The interaction of protonated diglycine with ammonia: A density functional theory model study


Zhu C., Balta B., Aviyente V., LIFSHITZ C.

JOURNAL OF PHYSICAL CHEMISTRY A, vol.104, no.30, pp.7061-7067, 2000 (SCI-Expanded) identifier identifier

  • Publication Type: Article / Article
  • Volume: 104 Issue: 30
  • Publication Date: 2000
  • Doi Number: 10.1021/jp994214i
  • Journal Name: JOURNAL OF PHYSICAL CHEMISTRY A
  • Journal Indexes: Science Citation Index Expanded (SCI-EXPANDED), Scopus
  • Page Numbers: pp.7061-7067
  • Istanbul Technical University Affiliated: No

Abstract

The interaction of protonated diglycine, GLY(2)H(+), with ammonia has been studied through density functional theory (DFT) calculations of structures and energetics at the B3LYP/6-31+G**// B3LYP/6-31+G** level. Five GLY(2)H(+)/NH3 complexes were located which can be categorized as hydrogen-bonded ion/dipole complexes: one at the N-terminus, two at the C-terminus, and two at the amide bond. Two GLY(2)/NH4+ complexes were located in which the proton had shifted from diglycine to ammonia: one at the N-terminus and one at the amide bond. Potential energy profiles including transition states were constructed. The profiles for complexation at the N-terminus and at the C-terminus demonstrate fairly deep wells (21 and 18 kcal/mol, respectively). The profile for complexation at the amide bond has a relatively shallow well (14 kcal/mol). The profiles for complexation at the N-terminus and at the amide bond are quite flat with very low intermediate barriers between the complexes. The computational results are discussed in the light of previously proposed mechanisms for H/D exchange between ND3 and protonated peptides, in particular protonated diglycine. Exchange takes place at the N-terminus via the "onium" mechanism.
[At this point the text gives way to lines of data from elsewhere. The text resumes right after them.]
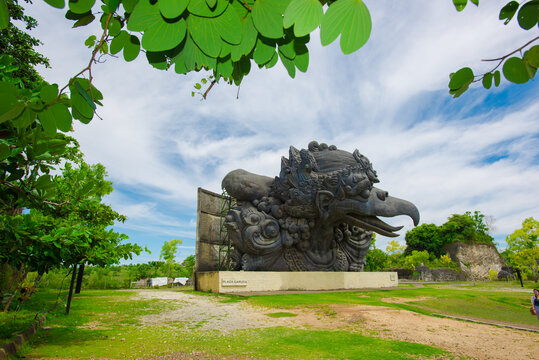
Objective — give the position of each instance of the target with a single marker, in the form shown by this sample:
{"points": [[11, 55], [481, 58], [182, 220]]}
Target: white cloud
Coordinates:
{"points": [[389, 100]]}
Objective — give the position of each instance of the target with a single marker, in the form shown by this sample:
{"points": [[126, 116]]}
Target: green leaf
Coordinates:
{"points": [[49, 93], [171, 9], [460, 4], [497, 78], [25, 119], [114, 27], [4, 15], [46, 117], [230, 26], [461, 78], [286, 47], [201, 8], [77, 115], [96, 94], [72, 16], [528, 15], [225, 67], [289, 65], [157, 59], [305, 15], [508, 11], [80, 6], [226, 48], [248, 40], [144, 16], [302, 57], [15, 175], [131, 48], [351, 19], [179, 64], [264, 51], [514, 70], [129, 5], [164, 36], [62, 117], [80, 101], [113, 5], [4, 151], [12, 113], [487, 80], [117, 44], [268, 17], [273, 61], [194, 58], [59, 4], [90, 42], [532, 56], [85, 20], [529, 69], [205, 33], [8, 94]]}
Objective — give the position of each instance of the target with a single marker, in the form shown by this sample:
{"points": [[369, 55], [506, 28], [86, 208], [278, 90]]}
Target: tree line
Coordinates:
{"points": [[426, 244]]}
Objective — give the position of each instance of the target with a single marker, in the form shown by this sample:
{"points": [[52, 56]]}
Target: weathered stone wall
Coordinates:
{"points": [[437, 274], [475, 260], [207, 234]]}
The salt-bridge structure suggested as part of the H/D exchange mechanism at the C-terminus, in which the NH4+ ion stabilizes a zwitterion structure of the peptide, is observed but only as a transition-state structure along the reaction profile. Exchange of the amide hydrogen takes place via a tautomerized peptide structure with a partial salt-bridge character. The relatively deep wells (similar to 20 kcal/mol) on the one hand and the shallow well (similar to 14 kcal/mol) on the other are in agreement with the previous observation of at least two chemically activated collision complexes with quite different lifetimes.